Los recortes del gobierno de Ada Colau se van concretando y cada día que pasa se van conociendo más proyectos afectados. Tras la denuncia publicada por Metrópoli Abierta de que 126 proyectos con presupuestos por valor de 75 millones se han quedado sin partida para 2019. La reforma del parque de Carles I, en la Vila Olímpica, no figura entre los citados planes, pero el presidente de la asociación de vecinos del barrio asegura que los trabajos no se ejecutarán, al menos por ahora.

El 5 de julio de 2018, la comisión de gobierno del Ayuntamiento aprobó destinar 878.802 euros para el proyecto de ejecución de un plan de mejora y mantenimiento de los citados jardines, situados entre las calles de Moscou y Wellington y el paseo de la Circumval·lació. Tras la aprobación, el proyecto se tenía que exponer públicamente durante 30 días y posteriomente ejecutarse.

REFORMA APLAZADA

Sin embargo, Giró asegura que no sabe cuándo se iniciarán los trabajos. La última noticia que tiene es que la remodelación ha caído. "En uno de los últimos plenos celebrados se informó de que la reforma se aplazaba. Hablaron de reprogramarla. Y por ahora no hay fecha para iniciar las obras", dice el presidente de la entidad vecinal.

Una de las peticiones de los residentes de la zona es que el parque fuera vallado por seguridad. "Es habitual que se produzcan robos", afirma Giró. Aunque la reforma prevista no contemplaba esta mejora y se centraba en actuaciones más estéticas y de canalización e iluminación. "Falta mucha luz y muchos vecinos no lo utilizan".

BOTELLÓN Y MACROALBERGUE

La cercanía del Port Olímpic, un punto de peleas, ha convertido este jardín de la Vila Olímpica en una zona habitual de jóvenes que practican el botellón, y raro es el fin de semana, especialmente cuando llega el buen tiempo, que no se producen problemas de convivencia.

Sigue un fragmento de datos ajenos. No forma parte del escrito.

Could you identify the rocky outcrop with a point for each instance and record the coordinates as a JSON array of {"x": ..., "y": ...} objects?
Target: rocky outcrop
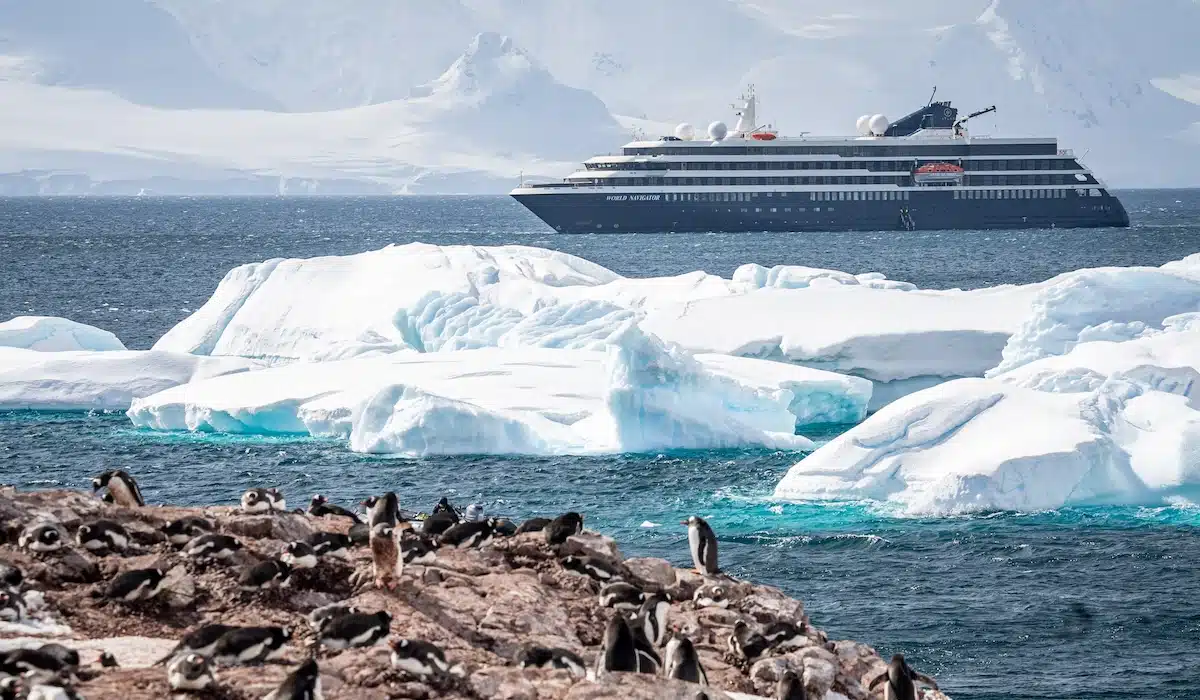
[{"x": 479, "y": 605}]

Giró denuncia que es un lugar en el que a veces duermen grupos de menores marroquíes.

Los conflictos que se viven en la Vila Olímpica se pueden ver incrementados con la apertura del macroalbergue, un hostel para 440 personas, con la llegada de centenares de turistas jóvenes en busca de fiesta. Según Giró, en el último año y medio, en la Vila Olímpica han abierto tres clubs de cannabis y 11 supermercados de 24 horas, que tienen autorizada la venta de alcohol, que esperan hacer su agosto.